Governo interino do Egito renuncia após nova onda de protestos

Praça Tahir. Egito Direito de imagem AFP
Image caption Ativistas acusam o Exército de fazer manobra para manter poder absoluto sobre futura Constituição

Os ministros integrantes do governo interino do Egito renunciaram nesta segunda-feira em virtude de uma nova onda de protestos que pede pressa na implementação de reformas democráticas no país.

"O governo do primeiro-ministro Essam Sharaf apresentou sua renúncia ao Conselho Supremo das Forças Armadas", disse o porta-voz do gabinete interino, Mohammed Hegazy.

A nota publicada pela agência oficial de informações diz que a Junta Militar, que comanda o país desde a queda de Hosni Mubarak, ainda não aceitou a renúncia.

Mais de 20 pessoas já morreram e 1.800 ficaram feridas nos protestos que voltaram a encher a praça Tahir, no centro do Cairo, epicentro das manifestações que resultaram na queda do regime de três décadas de Mubarak, em fevereiro.

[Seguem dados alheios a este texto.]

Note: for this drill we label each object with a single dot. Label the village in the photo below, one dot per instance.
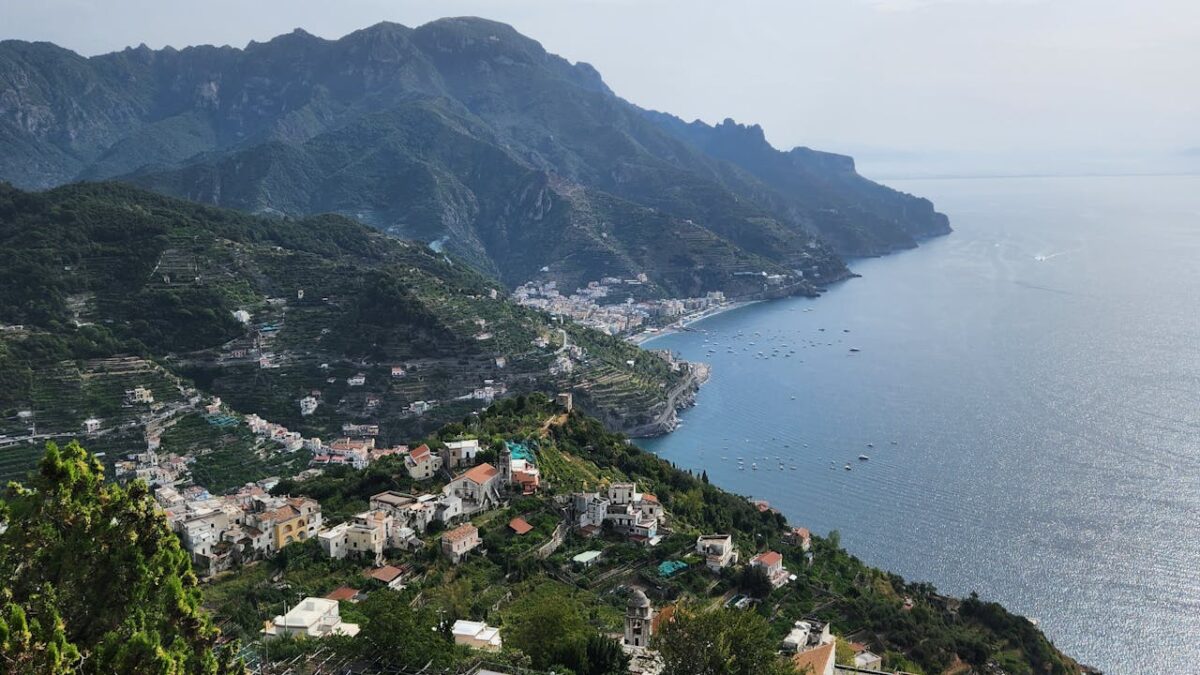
(456, 499)
(597, 305)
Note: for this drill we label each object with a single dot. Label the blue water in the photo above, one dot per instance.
(1038, 372)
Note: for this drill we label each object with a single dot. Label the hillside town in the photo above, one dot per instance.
(457, 494)
(599, 304)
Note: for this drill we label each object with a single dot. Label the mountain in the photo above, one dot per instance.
(108, 287)
(463, 133)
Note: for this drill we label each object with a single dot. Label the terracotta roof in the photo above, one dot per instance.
(769, 559)
(481, 473)
(815, 661)
(387, 573)
(460, 532)
(663, 616)
(342, 593)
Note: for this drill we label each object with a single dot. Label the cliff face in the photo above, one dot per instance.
(460, 132)
(819, 190)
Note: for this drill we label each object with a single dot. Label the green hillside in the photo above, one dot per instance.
(99, 273)
(461, 132)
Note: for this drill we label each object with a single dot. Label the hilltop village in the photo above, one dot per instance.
(609, 305)
(479, 519)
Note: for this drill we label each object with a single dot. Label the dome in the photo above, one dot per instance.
(637, 598)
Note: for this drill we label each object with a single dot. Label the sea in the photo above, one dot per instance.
(1027, 393)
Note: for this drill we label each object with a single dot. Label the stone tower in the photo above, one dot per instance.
(639, 620)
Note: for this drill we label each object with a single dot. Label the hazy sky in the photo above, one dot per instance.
(971, 85)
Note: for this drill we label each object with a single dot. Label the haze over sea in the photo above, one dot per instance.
(1038, 372)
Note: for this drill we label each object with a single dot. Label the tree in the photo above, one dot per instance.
(549, 626)
(95, 580)
(604, 657)
(402, 635)
(721, 641)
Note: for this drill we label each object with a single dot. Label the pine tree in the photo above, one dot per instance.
(95, 580)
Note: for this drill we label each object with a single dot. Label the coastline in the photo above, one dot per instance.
(647, 335)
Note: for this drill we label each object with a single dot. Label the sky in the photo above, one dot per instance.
(909, 87)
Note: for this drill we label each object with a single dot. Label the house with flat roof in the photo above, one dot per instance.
(586, 559)
(772, 562)
(459, 453)
(313, 617)
(460, 541)
(477, 634)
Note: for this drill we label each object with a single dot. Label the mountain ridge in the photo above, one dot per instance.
(192, 121)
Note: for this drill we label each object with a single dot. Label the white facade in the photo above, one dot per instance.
(477, 634)
(313, 617)
(718, 550)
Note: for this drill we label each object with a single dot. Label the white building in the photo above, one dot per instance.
(718, 550)
(479, 488)
(477, 634)
(461, 452)
(313, 617)
(421, 463)
(365, 536)
(309, 405)
(460, 541)
(772, 562)
(639, 620)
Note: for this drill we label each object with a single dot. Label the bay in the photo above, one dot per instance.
(1027, 389)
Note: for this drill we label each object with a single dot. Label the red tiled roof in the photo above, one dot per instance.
(460, 532)
(481, 473)
(815, 661)
(342, 593)
(420, 454)
(769, 559)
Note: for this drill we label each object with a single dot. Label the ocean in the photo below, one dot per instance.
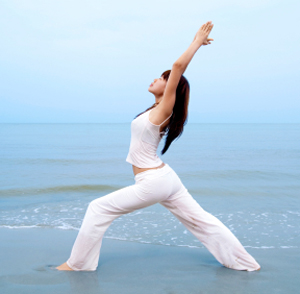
(247, 175)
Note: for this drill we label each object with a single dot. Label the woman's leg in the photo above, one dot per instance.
(151, 187)
(216, 237)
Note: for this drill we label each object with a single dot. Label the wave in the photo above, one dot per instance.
(139, 241)
(56, 189)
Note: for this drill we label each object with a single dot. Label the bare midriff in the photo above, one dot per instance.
(137, 170)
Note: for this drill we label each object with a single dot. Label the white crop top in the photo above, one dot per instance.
(145, 137)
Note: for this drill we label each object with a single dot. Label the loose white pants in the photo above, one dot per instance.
(164, 186)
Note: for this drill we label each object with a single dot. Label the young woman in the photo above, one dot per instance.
(156, 181)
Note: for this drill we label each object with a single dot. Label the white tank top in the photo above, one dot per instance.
(145, 137)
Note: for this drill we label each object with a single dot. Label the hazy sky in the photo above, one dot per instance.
(93, 61)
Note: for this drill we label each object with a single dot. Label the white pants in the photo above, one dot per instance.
(151, 186)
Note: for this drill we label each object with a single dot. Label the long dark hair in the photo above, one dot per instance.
(180, 111)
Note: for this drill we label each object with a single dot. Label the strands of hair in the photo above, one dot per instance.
(180, 111)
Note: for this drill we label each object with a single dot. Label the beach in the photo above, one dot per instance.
(29, 256)
(247, 175)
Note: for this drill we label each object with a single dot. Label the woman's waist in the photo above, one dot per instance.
(137, 170)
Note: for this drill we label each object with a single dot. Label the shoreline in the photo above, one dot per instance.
(29, 256)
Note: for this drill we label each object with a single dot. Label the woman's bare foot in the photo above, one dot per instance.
(64, 267)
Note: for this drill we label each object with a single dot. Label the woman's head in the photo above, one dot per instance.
(157, 88)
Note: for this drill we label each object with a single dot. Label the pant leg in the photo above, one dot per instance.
(209, 230)
(151, 187)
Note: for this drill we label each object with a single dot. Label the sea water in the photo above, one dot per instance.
(247, 175)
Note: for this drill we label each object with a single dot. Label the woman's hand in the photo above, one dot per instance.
(203, 33)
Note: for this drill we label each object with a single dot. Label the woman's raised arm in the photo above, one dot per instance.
(179, 67)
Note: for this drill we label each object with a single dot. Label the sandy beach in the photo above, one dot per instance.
(29, 256)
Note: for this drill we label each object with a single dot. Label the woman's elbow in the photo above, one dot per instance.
(178, 66)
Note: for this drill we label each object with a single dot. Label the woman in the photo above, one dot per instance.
(156, 181)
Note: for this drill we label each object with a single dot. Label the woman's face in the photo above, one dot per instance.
(158, 86)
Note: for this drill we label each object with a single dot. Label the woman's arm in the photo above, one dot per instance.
(181, 64)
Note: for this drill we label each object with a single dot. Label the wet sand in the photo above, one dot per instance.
(29, 257)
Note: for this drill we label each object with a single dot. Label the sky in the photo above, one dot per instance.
(93, 61)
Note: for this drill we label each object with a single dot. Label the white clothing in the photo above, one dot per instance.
(152, 186)
(145, 137)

A reprodução deste formato de vídeo não é compatível com seu dispositivo

Os ativistas, a maioria ligado a grupos islâmicos, reclamam da demora na transferência de poder da Junta Militar aos civis.

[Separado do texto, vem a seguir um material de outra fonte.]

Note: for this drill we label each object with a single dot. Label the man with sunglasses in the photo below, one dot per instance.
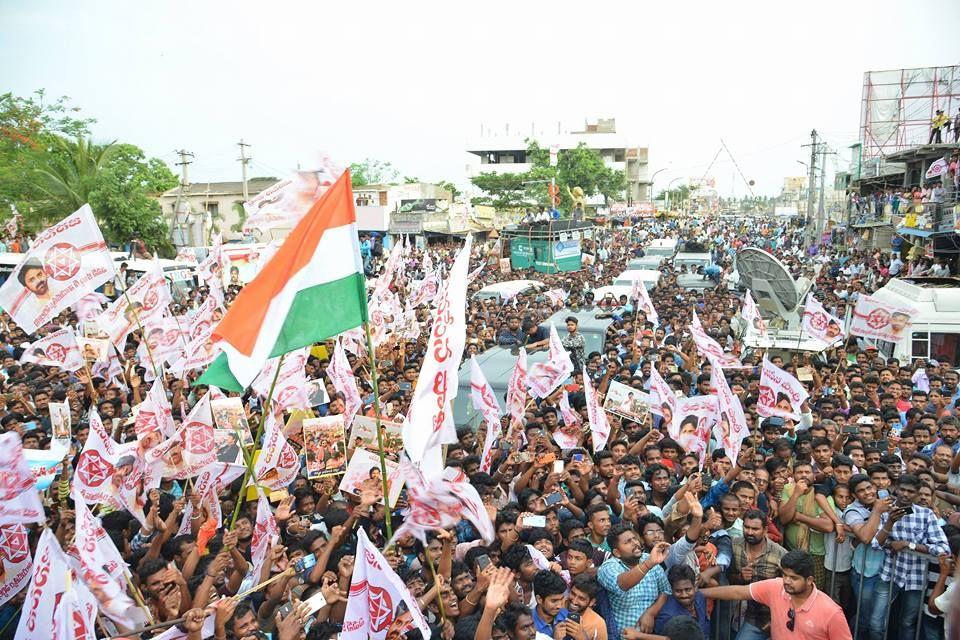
(797, 608)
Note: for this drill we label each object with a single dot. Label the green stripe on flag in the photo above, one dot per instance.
(218, 374)
(317, 313)
(322, 311)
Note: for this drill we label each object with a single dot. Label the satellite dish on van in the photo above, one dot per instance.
(773, 288)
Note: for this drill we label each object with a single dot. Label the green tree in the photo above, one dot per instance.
(123, 198)
(372, 171)
(451, 187)
(579, 167)
(29, 129)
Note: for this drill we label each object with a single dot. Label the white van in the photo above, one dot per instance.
(935, 331)
(662, 247)
(649, 277)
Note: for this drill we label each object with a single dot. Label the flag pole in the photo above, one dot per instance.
(249, 461)
(138, 597)
(143, 336)
(376, 417)
(436, 582)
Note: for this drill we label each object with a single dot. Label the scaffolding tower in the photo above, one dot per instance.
(898, 105)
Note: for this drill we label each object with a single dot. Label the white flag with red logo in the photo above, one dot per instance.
(19, 499)
(820, 323)
(780, 393)
(211, 268)
(148, 299)
(58, 605)
(90, 306)
(103, 466)
(278, 464)
(430, 422)
(544, 377)
(599, 427)
(198, 441)
(290, 391)
(710, 348)
(64, 263)
(284, 203)
(874, 318)
(731, 427)
(756, 326)
(165, 338)
(265, 535)
(155, 414)
(556, 296)
(200, 352)
(517, 388)
(484, 401)
(101, 566)
(567, 435)
(436, 502)
(664, 401)
(203, 319)
(695, 418)
(341, 375)
(59, 349)
(425, 290)
(643, 301)
(15, 556)
(379, 603)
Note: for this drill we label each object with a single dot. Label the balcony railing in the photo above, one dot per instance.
(926, 216)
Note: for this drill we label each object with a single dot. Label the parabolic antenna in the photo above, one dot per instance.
(773, 288)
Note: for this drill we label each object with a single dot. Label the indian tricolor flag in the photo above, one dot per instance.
(313, 288)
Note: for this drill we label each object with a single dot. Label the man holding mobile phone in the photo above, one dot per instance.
(907, 533)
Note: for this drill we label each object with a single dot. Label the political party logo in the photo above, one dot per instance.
(767, 397)
(381, 608)
(200, 438)
(151, 299)
(286, 396)
(56, 352)
(819, 321)
(287, 459)
(878, 319)
(13, 544)
(93, 468)
(61, 261)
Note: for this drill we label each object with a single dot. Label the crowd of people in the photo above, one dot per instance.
(840, 522)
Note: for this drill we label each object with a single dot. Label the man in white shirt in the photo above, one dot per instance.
(896, 265)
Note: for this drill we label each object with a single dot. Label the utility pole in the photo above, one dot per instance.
(184, 182)
(243, 160)
(821, 210)
(811, 185)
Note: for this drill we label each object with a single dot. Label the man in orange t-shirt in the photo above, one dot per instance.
(797, 608)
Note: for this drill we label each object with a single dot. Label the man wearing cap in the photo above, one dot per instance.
(948, 431)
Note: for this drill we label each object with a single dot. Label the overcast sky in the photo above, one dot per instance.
(411, 82)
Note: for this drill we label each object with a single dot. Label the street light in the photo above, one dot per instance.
(653, 193)
(667, 203)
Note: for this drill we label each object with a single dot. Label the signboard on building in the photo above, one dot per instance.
(566, 249)
(423, 205)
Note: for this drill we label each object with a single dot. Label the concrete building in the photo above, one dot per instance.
(505, 151)
(205, 205)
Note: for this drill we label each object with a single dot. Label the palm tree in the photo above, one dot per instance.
(70, 174)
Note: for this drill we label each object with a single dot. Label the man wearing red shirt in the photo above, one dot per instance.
(797, 608)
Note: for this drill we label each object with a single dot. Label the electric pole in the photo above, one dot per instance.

Eles também acusam os militares de planejarem incluir na futura Constituição do Egito um artigo que dê ao Exército a função de "guardião" da lei máxima do país. Na prática, o artigo abriria caminho para os militares darem a última palavra nas questões dos futuros governos.

A nota oficial diz que "devido às circunstâncias difíceis pelas quais o país está passando, o governo (interino) vai continuar trabalhando".

Uma fonte militar citada pela agência Reuters disse que os militares estão negociando a indicação de um novo primeiro-ministro antes de aceitar a renúncia.

'Contrarrevolução'

Milhares de manifestantes seguem concentrados na praça Tahir.

As primeiras eleições no Egito desde a queda de Mubarak estão marcadas para ocorrer em duas semanas.

Ativistas egípcios, incluindo políticos próximos ao ex-diretor da AIEA (agência nuclear da ONU), Mohamed el Baradei, acusam o Exército de liderar uma "contrarrevolução".

Um novo protesto está marcado para esta terça-feira, pedindo um "governo de salvação nacional".

Os ativistas também querem a antecipação da eleição presidencial para abril de 2012. A Junta Militar chegou a propor que o pleito ocorresse no início de 2013.

Nesta segunda-feira, manifestantes armaram barricadas e voltaram a atacar as forças de segurança com pedras e paus. O protesto foi reprimido com bombas de gás e balas de borracha.